Spending nights out in the middle of nowhere is mind blowing for most non-astronomy people once you get them to look up.

Disinformation 10:15 am 07 Jun 11

In 2000, I happened to be camped in Chaco Canyon in New Mexico. The rangers in their Smokey Bear hats came through the camp site to inform us that there was an astronomical presentation at the open air theater after which, we’d have a chance to look through some of the telescopes in the observatory that was staffed by volunteers. Chaco Canyon supposedly had the second darkest skies in the USA. I wasn’t expecting much, to tell the truth, but there was time to kill before going to sleep.

It was some of the most awesome and fascinating things I’ve ever seen with my own eyes and the Astronomers all told me that they dreamed of coming to Australia, where they could see the really good stuff!

Gungahlin Al 5:30 pm 06 Jun 11

beh1972 said :

We went to take my 9 year son up there for a birthday treat in May. The kids were excited to be going out and doing some star gazing and the chance to see a planet.

To be safe I checked the web site before we left Ngunnawal – which clearly said it was open.

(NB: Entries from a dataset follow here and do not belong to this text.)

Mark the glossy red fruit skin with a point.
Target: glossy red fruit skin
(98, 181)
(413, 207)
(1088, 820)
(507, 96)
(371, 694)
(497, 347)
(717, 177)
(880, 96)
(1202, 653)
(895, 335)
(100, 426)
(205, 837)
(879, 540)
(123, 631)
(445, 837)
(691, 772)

After a 25-30 minute drive we were stopped by a closed boom gate at the top of the mountain with a printed page stuck on it, saying closed for a private function.

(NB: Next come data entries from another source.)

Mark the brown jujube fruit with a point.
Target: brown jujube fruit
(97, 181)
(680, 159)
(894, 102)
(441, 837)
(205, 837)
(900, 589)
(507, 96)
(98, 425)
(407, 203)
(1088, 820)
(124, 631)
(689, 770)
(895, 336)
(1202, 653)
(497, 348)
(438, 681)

Disappointed we went home and checked the web site again, and realised it hadn’t been updated in months.

I had the same thing happen on what CAS call a “Tardis Night”. But after showing the security guy from the cottage near the gate the CAS website on my phone he let me in and they were indeed up there at the Tardis – which is a little shed way up the end with a nice scope inside. The roof slides off and the walls help block a lot of the Canberra light pollution (which is totally crap). So the trick is to not be late on a Tardis night.

On the public viewing night the gate should be open. The set up between the cafe and the remaining but still burnt out big dome. (It is tragic to see in daylight the massive charred carcass of that scope still inside the building after all these years.)

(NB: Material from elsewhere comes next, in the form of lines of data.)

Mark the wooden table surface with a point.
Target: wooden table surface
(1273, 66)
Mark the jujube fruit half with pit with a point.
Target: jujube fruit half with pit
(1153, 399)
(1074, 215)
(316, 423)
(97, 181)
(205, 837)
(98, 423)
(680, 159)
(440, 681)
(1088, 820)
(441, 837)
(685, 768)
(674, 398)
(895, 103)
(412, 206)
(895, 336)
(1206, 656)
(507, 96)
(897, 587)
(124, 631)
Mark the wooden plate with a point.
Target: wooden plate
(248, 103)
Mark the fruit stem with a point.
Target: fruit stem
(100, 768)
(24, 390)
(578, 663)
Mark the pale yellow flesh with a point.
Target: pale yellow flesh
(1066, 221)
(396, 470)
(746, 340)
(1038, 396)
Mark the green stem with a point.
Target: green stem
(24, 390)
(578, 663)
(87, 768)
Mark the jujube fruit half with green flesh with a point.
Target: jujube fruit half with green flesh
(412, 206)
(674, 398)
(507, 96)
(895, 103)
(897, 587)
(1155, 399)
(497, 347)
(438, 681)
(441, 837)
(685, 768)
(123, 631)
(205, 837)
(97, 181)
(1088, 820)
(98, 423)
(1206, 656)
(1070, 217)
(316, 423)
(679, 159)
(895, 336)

The last one my boy and I went to we took our 2 scopes up too hoping we’d get a chance to try some of the other guys’ eyepieces and get some tips (we are fairly new to it all). There was a massive crowd there and before we knew it and before I could even align the computerised scope, we had two queues of people at the scopes and I was run ragged keeping them aligned on some easy objects like the Orion Nebula and Betelguese.

Some of the guys have basic but huge self-made dobsonian scopes that are brilliant for looking at things like the Tarantula Nebula, Jewel Box and some of the nearer galaxies. It was interesting to see Saturn through a 20″ dob looking not much better than through our 8″ dob – it moves too quickly for the big manual scopes unless they use wide field eyepieces.

I prefer to go to a dead end road up in Wamboin to try get away from the light pollution, as long as the wind is calm. But even out there the south-western sky is totally washed out by Canberra light. No wonder ANU abandoned Stromlo for viewing. Beh1972 if you drop me a line through planning at gcc.asn.au I could let you know when we are going out there again. There’s a cresent moon in the west in the early evening, so I’d guess viewing will be crap after this weekend. Unless you’d like to check out the moon – that’s easy – back yard. Saturn too.

beh1972 4:53 pm 06 Jun 11

We went to take my 9 year son up there for a birthday treat in May. The kids were excited to be going out and doing some star gazing and the chance to see a planet.

To be safe I checked the web site before we left Ngunnawal – which clearly said it was open.

After a 25-30 minute drive we were stopped by a closed boom gate at the top of the mountain with a printed page stuck on it, saying closed for a private function.

Disappointed we went home and checked the web site again, and realised it hadn’t been updated in months.

futto 3:59 pm 06 Jun 11

How fortuitous that you post this. I was on the CAS website last week looking to see if these nights were still being held. I saw that the webpage noted “Latest update to the CAS web site was 141 days ago.” and I assumed that things must be dormant for winter.

I will be there this month if the weather is right and I can find a babysitter.